Personal life
- Born: Naomi Levy Brooklyn, New York
- Spouse: Robert Eshman

Religious life
- Religion: Judaism

Jewish leader
- Residence: Los Angeles

= Naomi Levy =

American rabbi, author and speaker

Naomi Levy is an American rabbi, author and speaker.

==Biography==
Levy was born and raised in the Boro Park section of Brooklyn, New York. She attended Bialik School and Yeshiva of Flatbush.

She attended Cornell University, where she graduated Phi Beta Kappa and summa cum laude. In 1984, she was in the first class of women to enter The Jewish Theological Seminary's rabbinical school. At the seminary, Rabbi Levy received honors as outstanding underclass student of Talmud and outstanding underclass rabbinical student. In 1989, Rabbi Levy became the first female Conservative rabbi to head a pulpit on the West Coast, at Mishkon Tephilo. She led Congregation Mishkon Tephilo in Venice, California for seven years.

Levy's first book, To Begin Again (1998), discusses recovery from suffering and tragedy, and relates her own loss when her father was murdered in an armed robbery when she was 15. Her 2002 book, Talking to God, discusses the transformative effect of prayer.

In 2004, Rabbi Levy founded Nashuva, a spiritual outreach service for Jews turned off to traditional Jewish service. Nashuva holds Shabbat services the first Friday of each month at a church in Brentwood, drawing capacity crowds of 300 people. Nashuva, which means "we will return" in Hebrew, also leads monthly social service and social action projects in the Los Angeles area. "The goal of prayer isn’t only personal peace," says the group's web site. "At Nashuva we believe that prayer leads us to action. It reminds us that we are here to heal this broken world. Nashuva is a service that leads to service."

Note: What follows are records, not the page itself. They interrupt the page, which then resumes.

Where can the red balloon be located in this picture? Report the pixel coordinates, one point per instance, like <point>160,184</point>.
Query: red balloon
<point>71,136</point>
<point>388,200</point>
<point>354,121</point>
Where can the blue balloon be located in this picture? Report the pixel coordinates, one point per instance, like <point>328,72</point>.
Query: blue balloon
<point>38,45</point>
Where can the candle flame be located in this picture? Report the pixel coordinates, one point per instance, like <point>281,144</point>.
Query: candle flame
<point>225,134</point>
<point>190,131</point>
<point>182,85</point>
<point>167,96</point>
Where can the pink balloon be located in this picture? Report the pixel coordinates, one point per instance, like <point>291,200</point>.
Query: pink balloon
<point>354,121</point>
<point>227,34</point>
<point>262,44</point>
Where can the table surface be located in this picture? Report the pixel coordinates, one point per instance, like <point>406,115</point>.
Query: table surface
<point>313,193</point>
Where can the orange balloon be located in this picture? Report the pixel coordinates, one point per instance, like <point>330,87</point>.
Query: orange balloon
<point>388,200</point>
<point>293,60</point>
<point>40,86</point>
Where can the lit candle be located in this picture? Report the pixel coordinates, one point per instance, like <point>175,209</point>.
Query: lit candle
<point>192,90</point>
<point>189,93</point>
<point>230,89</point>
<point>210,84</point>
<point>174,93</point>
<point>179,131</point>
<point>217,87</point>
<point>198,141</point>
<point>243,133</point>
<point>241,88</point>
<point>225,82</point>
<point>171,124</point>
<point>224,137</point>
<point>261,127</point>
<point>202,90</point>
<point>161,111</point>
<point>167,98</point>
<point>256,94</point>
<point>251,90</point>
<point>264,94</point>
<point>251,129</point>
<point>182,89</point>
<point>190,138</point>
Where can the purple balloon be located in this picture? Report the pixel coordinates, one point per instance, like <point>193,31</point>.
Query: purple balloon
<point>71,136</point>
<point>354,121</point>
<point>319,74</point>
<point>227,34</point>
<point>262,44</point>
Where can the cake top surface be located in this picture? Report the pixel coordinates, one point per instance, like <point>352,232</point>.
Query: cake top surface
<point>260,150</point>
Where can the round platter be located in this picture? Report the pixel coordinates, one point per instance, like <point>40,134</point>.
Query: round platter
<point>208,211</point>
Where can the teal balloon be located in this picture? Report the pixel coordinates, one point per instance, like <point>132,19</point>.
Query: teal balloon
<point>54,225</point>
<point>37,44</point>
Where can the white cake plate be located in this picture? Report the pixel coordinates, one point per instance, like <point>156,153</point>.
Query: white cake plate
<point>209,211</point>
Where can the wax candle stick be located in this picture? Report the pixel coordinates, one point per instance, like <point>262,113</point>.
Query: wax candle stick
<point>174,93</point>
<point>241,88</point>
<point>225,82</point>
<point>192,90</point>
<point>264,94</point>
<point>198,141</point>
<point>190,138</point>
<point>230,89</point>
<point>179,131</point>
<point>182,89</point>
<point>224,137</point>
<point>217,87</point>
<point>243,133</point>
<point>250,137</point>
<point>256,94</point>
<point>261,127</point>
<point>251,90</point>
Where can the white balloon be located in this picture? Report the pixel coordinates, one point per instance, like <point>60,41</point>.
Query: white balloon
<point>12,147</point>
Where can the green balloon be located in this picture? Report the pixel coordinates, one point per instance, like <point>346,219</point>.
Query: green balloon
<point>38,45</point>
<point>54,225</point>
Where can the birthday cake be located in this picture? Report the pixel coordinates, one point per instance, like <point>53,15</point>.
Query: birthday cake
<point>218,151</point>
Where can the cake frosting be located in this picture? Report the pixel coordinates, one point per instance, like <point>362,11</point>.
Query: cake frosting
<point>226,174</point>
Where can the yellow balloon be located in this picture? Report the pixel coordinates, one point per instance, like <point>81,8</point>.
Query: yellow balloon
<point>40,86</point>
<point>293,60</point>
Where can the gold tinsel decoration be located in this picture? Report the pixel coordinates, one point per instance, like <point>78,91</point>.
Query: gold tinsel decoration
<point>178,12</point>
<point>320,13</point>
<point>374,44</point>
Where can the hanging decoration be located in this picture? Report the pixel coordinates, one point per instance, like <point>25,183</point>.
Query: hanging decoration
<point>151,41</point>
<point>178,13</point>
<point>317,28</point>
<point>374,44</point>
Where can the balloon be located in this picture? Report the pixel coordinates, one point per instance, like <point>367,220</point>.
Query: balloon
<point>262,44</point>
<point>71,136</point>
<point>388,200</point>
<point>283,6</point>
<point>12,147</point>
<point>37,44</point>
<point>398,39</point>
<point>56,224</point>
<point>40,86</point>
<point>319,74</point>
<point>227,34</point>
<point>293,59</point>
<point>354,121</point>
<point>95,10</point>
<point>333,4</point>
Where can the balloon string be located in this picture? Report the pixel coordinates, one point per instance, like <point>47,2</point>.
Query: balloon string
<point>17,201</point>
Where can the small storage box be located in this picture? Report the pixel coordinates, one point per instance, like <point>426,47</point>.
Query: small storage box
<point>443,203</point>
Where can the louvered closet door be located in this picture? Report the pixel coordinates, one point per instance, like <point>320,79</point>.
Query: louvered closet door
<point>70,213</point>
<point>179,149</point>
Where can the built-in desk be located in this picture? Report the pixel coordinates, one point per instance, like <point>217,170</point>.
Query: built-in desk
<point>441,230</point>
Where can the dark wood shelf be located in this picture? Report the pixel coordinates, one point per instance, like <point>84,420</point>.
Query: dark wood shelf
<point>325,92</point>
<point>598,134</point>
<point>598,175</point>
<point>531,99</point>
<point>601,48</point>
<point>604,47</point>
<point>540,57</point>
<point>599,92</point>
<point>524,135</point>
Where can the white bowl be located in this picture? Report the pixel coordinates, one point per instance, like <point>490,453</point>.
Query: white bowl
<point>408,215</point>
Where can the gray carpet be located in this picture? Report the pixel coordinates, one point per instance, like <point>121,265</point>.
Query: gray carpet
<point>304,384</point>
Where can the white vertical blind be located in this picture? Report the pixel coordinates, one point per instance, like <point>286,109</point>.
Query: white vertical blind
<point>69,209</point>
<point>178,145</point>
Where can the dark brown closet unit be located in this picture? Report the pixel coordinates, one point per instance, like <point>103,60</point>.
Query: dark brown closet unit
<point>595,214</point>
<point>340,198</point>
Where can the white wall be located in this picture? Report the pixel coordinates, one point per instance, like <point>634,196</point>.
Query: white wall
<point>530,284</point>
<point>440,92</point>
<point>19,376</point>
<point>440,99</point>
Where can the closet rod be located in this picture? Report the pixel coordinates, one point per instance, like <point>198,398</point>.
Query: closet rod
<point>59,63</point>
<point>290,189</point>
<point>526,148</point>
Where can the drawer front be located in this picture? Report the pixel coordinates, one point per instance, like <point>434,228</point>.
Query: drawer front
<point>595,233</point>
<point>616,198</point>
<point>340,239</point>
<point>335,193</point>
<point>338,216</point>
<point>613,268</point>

Levy has appeared on NBC's Today Show and on Oprah, and has been featured in Parade, Redbook, SELF, and Los Angeles magazines. She serves on the faculties of the Wexner Heritage Foundation and the Academy of Jewish Religion. She lectures widely on topics of faith, strength, renewal, spirituality, healing and prayer.

Levy has made multiple appearances on Newsweek magazine's list of the 50 most influential rabbis in the nation and on the Forward 50 list of influential Jewish Americans.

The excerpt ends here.